The New York City Police Department has been involved in more than its fair share of brutality and excessive force scandals over the years, but none of them prompted the same kind of national outrage as the killing of George Floyd by a Minneapolis police officer in May 2020. That incident sparked a nationwide wave of protests, and it also gave lawmakers the political capital they needed to push a police reform bill through a divided Congress.
The bipartisan bill was passed by the House of Representatives on Dec. 14. When it is signed into law by President Joe Biden, it will amend a 1968 federal law to provide the nation’s 18,000 law enforcement agencies with $70 million in annual funding to train officers on alternatives to using deadly force. The law received broad support because 20% of Americans have mental health issues that make them far more likely to be killed by a police officer. According to the Treatment Advocacy Center, which is a nonprofit group dedicated to mental health treatment, a person with an untreated mental health issue is 16 times more likely to die in a police officer-involved shooting.
The bill also tasks the Department of Justice with developing a curriculum to help law enforcement agencies, mental health professionals and civil rights groups work together to develop new approaches and training methods for dealing with the mentally ill. These methods are likely to be based on tactics used in countries like the United Kingdom where police officers do not carry firearms. In these countries, police brutality and excessive force are far less common.

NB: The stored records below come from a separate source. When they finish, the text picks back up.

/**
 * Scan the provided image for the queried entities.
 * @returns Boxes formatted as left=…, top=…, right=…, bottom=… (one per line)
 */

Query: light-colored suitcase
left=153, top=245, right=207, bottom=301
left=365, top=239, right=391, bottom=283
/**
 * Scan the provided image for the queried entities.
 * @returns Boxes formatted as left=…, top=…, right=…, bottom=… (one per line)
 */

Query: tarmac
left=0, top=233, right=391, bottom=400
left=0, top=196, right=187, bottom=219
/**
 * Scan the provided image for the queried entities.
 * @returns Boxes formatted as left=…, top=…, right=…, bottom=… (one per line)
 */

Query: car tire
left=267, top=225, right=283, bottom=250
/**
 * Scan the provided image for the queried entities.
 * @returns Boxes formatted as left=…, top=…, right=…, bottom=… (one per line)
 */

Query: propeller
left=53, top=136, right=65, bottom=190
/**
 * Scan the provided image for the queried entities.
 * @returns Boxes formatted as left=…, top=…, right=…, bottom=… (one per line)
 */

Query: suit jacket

Measures that could save lives are always welcome, but this bill lacks any provisions that would hold law enforcement agencies responsible for using unnecessary or excessive force against individuals struggling to cope with mental health issues. The amount of money being allocated to tackle the problem averages out to less then $4,000 per law enforcement agency, which seems woefully inadequate. However, its passage with bipartisan support does show that lawmakers can occasionally put their political differences aside.